The modern business corporation is an artificial creation which shields its owners and managers from accountability and public scrutiny.
The American Revolution was as much a revolt against British corporations as it was against the English parliament and king. The Boston Tea Party was, in fact, a protest against the monopoly on tea sales by the royally chartered British East India Company. It is ironic that today's "tea party" movement is primarily funded and directed by corporate interests.
The newly formed United States of America was rightfully mistrustful of corporate power; the states were very careful in how they granted charters. Most of the early corporations were for the express purpose of establishing towns and colleges, or for building roads, bridges and harbors -endeavors that were prohibitive for individuals.
For the first 100 years of our nation's history, corporations were chartered by individual states for a specific purpose and for a specified and limited time. When they had achieved their purpose - or failed to - they were dissolved.
They were prohibited from participating in politics and from owning stock in other corporations. In most cases their charters did not shield owners from responsibility for harm done by the corporation.
In the early 19th century bank charters were limited to 3 to 10 years and they were prohibited from engaging in trade.
Corporations that abused their charters were dissolved and their owners held liable for any debts or damages.
Most states had statutes specifying that corporations existed only to serve the public good. In 1809 the Virginia Supreme Court wrote: "If the object is merely private or selfish; if it is detrimental to, or not promotive of, the public good, they have no claim upon the legislature for the privilege (of being granted a charter)."
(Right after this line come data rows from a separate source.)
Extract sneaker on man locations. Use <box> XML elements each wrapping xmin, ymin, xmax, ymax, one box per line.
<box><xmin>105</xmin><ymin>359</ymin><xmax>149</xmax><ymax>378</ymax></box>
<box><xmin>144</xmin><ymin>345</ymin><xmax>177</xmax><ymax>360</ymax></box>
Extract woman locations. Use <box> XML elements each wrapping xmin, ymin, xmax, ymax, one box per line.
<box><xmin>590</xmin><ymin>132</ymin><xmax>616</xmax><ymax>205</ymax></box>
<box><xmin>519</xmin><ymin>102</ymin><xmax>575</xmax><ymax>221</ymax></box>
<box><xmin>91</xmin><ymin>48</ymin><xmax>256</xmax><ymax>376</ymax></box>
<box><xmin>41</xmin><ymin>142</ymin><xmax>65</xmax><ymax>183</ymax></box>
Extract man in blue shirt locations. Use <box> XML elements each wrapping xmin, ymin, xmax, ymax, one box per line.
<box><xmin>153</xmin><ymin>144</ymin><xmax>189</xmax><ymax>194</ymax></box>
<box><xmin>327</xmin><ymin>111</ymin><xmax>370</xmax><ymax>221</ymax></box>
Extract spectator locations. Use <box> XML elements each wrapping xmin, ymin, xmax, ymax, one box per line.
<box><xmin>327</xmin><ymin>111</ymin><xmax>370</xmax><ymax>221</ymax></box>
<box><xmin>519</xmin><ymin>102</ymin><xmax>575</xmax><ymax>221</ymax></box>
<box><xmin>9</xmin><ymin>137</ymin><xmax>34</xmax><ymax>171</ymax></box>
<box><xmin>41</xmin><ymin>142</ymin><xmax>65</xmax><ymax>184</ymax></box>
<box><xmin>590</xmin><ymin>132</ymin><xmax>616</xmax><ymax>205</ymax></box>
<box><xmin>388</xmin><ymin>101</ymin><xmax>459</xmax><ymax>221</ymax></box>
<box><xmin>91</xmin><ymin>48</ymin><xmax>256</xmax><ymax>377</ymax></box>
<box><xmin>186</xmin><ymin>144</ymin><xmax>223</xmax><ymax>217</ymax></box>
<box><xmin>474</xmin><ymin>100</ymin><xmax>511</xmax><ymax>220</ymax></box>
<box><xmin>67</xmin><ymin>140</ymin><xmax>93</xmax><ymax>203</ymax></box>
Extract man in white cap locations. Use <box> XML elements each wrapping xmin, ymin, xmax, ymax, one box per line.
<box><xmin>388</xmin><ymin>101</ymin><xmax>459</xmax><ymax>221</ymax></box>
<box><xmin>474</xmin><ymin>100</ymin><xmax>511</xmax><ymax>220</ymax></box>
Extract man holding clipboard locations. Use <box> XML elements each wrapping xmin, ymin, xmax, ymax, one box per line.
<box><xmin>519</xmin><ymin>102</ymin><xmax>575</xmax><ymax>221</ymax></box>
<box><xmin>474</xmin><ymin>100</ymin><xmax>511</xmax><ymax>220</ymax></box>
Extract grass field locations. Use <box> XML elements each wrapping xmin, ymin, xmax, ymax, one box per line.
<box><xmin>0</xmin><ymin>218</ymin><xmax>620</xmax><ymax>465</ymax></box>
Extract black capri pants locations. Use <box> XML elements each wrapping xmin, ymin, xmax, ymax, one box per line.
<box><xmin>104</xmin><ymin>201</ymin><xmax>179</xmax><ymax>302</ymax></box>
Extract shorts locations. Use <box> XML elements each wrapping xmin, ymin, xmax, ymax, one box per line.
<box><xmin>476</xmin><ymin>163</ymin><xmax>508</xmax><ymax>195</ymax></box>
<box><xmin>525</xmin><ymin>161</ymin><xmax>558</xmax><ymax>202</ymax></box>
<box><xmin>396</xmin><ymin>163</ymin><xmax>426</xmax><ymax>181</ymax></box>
Over time, however, corporate interests were able to convince courts to grant them increasingly greater powers and privileges.
In a landmark case in 1886 (Santa Clara County vs. Southern Pacific Railroad), the U.S. Supreme Court declared that a corporation was a "natural person" entitled to all the rights of a real human being. Unsurprisingly, the clerk of the court who wrote the summary was a former railroad company president.
This decision opened the floodgates for what has amounted to a hostile takeover of America's political system.
However, Mitt Romney's protestations notwithstanding, the distinctions between corporations and human beings are obvious and significant
Corporations enjoy the power of succession, which means that they can continue to live and accrue capital beyond the possibilities of mortal humans.
They are bound by no moral strictures or conscience; in fact, they are usually bound by their charters to place profits ahead of moral and ethical considerations.
Because corporations tend to accrue capital and influence, it is no surprise that this capital and influence are used to affect public policy in ways that grant greater influence and profit.
Lucrative defense contracts, farm subsidies and tax breaks for oil companies are examples of how corporations use this power. The greatest return on investment is from lobbying. A $10,000 investment in a political action committee can yield a $10 million government contract.
Regulatory agencies established to safeguard the public welfare are eventually captured by the very industries they regulate.
Why aren't we more outraged? Why do we accept this assault on democracy? Isn't it time we real and human citizens of the United States reclaimed our country? Can we at least level the playing field so our voices can be heard as loudly and clearly as Goldman Sachs or Exxon?
Larry Robinson is a Sebastopol resident and former 12-year member of city council.